Meg Baird’s songs are rarely made up of tidy stories. In fact, for Meg, mystery itself is often the medium. With Furling, Meg’s fourth album under her own name, she explores the breadth of her musical fascinations and the environments around them—the edges of memory, daydreams spanning years, loose ends, loss, divergent paths, and secret conversations under stars. Furling moves through these varied spaces with the slippery, misty cohesiveness of a dream—guided by an ageless, stirring voice that remains singular and unmistakable.
Since co-founding the beguiling and beautiful Espers in the mid-aughts amid Philadelphia’s fertile underground music community, Meg’s solo recordings have constituted just a fraction of her work.
Her first solo LP, the disarmingly out-of-time Dear Companion (2007) album saw her carve a quiet, sunlit space away from the flickering swirl of Espers. Since her last solo releases, Seasons on Earth (2011) and Don’t Weigh Down the Light (2015) Meg has lent thunderous drumming, lead vocal, and poetry to Heron Oblivion (Sub Pop) on an album that garnered praise from the New York Times and made Mojo’s Top Ten Albums of 2016 list. She collaborated with harpist Mary Lattimore on the mesmerizingly hazy Ghost Forests (2018). She’s played drums with Philadelphia scuzz-punks Watery Love (In The Red, Richie Records) and explored her deep familial folk roots in the Baird Sisters (Grapefruit Records). She also contributed her vocal arrangements to albums from Sharon Van Etten, Kurt Vile, Will Oldham, and Steve Gunn, and toured with Angel Olson, Dinosaur Jr., Bill Callahan, Thurston Moore, and Bert Jansch, among others.

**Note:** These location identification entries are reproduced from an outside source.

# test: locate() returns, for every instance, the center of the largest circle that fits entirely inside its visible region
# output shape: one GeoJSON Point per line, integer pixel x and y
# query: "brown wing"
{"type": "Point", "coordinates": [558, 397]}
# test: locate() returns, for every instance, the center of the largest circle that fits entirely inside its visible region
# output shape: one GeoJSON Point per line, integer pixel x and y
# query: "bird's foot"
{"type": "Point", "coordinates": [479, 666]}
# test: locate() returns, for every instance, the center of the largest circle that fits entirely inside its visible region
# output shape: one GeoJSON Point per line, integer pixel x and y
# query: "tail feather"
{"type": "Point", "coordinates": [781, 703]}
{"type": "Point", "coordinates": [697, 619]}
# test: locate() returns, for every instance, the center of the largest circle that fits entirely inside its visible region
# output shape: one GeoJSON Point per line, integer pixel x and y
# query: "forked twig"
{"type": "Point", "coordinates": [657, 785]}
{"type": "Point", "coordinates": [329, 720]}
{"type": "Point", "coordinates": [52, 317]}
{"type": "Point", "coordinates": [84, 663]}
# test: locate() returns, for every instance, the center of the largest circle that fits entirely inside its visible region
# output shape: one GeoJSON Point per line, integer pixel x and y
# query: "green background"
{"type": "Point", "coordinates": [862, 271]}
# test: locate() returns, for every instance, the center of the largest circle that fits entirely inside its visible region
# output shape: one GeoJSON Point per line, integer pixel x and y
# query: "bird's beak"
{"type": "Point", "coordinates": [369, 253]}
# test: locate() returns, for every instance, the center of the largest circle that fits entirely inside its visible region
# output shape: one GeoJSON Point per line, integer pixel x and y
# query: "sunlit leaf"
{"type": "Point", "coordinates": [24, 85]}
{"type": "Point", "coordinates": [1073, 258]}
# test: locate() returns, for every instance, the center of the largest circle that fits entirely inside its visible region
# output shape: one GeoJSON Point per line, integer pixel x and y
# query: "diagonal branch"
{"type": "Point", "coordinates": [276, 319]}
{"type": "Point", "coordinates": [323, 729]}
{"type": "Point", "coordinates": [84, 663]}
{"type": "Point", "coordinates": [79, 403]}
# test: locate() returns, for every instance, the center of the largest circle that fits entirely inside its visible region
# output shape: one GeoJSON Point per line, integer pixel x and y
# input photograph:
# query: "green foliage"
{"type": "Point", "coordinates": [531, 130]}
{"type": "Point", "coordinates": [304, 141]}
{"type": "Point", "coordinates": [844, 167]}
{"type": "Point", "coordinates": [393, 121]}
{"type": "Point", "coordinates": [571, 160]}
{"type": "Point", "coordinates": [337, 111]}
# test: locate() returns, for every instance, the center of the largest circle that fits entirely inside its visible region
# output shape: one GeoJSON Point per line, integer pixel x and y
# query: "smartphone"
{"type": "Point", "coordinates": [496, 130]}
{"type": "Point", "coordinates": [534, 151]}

Yet Furling is the album that most irreverently explores the span of her work and musical touchstones. It showcases her natural tether to ’60s English folk traditions. But it also reveals her deep love for soul balladry, the solitary musings of Flying Saucer Attack and Neil Young shackled to his piano deep in the foggy pre-dawn, dubby Bristol atmospherics, the melancholy memory collage of DJ Shadow’s Endtroducing, and the delicious, Saturday-night promise of St. Etienne.
Furling was primarily recorded at Louder Studios by Tim Green (Bikini Kill, Nation of Ulysses, Melvins, Wooden Shjips). Additional piano and vocal recording were captured at Panoramic Studios in Stinson Beach, CA with Jason Quever (Papercuts). It was mastered in Brooklyn by Heba Kadry, who mixed Bjork’s Utopia and mastered LPs for Slowdive, Cass McCombs, and Beach House.
For all its adornments, Furling remains deeply intimate. The entire album was performed by Meg and her longtime collaborator, partner, and Heron Oblivion bandmate Charlie Saufley. While her prior solo work hinted at more expansive horizons, Furling explores the idea of Meg Baird as a band much more freely. Venturing beyond the musical confines of fingerstyle guitar, she plays drums, mellotron, organs, synths, and vibraphone over her piano and guitar foundations. Her distinctive, simultaneously elegiac and uplifting vocals, meanwhile, connect surreal dream montages, graft sunshine sonics to swooning mediations on romantic solidarity in trying times, and weave odes to the simple gestures of friendship—and the loss of family and friends.
This rich sound world makes the songs a varied bunch: “Twelve Saints” mates Pacific sunset ambience and Pink Floyd pastoral to a meditation on mortality and escape. The infectious and kinetic “Will You Follow Me Home” contemplates hope and longing through the looking glass of a Jimmy Miller-era-Stones strut. And in the closing piece, “Wreathing Days,” language disintegrates over tone clusters that feel somewhere between falling and flying.
“Wreathing Days” also reveals much about Meg’s mastery of contrast—situating the dear and delicate adjacent to chaos. And while it’s true that some songs on Furling grapple with humanity’s existential unknowns in stark terms, they primarily revel in the mysteries that hide in nature and humanity at their most ordinary. Furling lives in the notion that whole universes of experience, enlightenment, elation, and ecstasy can bloom in these corners.